In April, Qantas continued its technology spending, deploying its website on Amazon Web Services as part of company's next phase of shifting workloads into the cloud.
In the year ahead, chief executive Alan Joyce told shareholders that Qantas' domestic area of focus is the continual investment in online and mobile technology across customer touchpoints, intended to deliver customer experience that also returns a revenue premium. Its international areas of focus include the leveraging of technology with the new PROS revenue management system, which employs flight data for analysis and insight.
Qantas also said it intends to acquire eight Boeing 787-9 aircraft in the 2017 calendar year to replace the 747s currently in use.
"New aircraft types have always unlocked opportunities for Qantas," the company said. "For customers, the Qantas Dreamliner's improved cabin pressure, larger windows, and technology to reduce turbulence will deliver the world's best travel experience."

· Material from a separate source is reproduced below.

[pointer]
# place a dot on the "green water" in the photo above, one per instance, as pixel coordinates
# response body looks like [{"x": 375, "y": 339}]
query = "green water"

With an investment in new technology and B787 fleet rollout, Qantas' budget airline, Jetstar, reported an underlying EBIT of AU$230 million, a turnaround of AU$346 million year-on-year.
Jetstar New Zealand was profitable for the first time since its inception, and according to the company, Jetstar's 2014/2015 financial accounts include a AU$21 million write-off of the Jetstar Hong Kong business, after the Hong Kong Air Transport Licensing Authority rejected the airline's application. The write-off was recognised outside of underlying EBIT, Qantas reported.
Jetstar introduced an automated bag drop function and a digitalised kiosk check-in in FY15. On the cards for the upcoming financial year, Jetstar said it will invest in a next-generation booking engine, and online retailing capabilities to drive its FY16 revenue growth.
The company said that both Qantas and Jetstar will be re-launching websites in 2016.
Qantas also announced on Thursday morning that it intends to distribute its AU$505 million surplus capital to shareholders, providing shareholders approve the decision at the company's annual general meeting in October.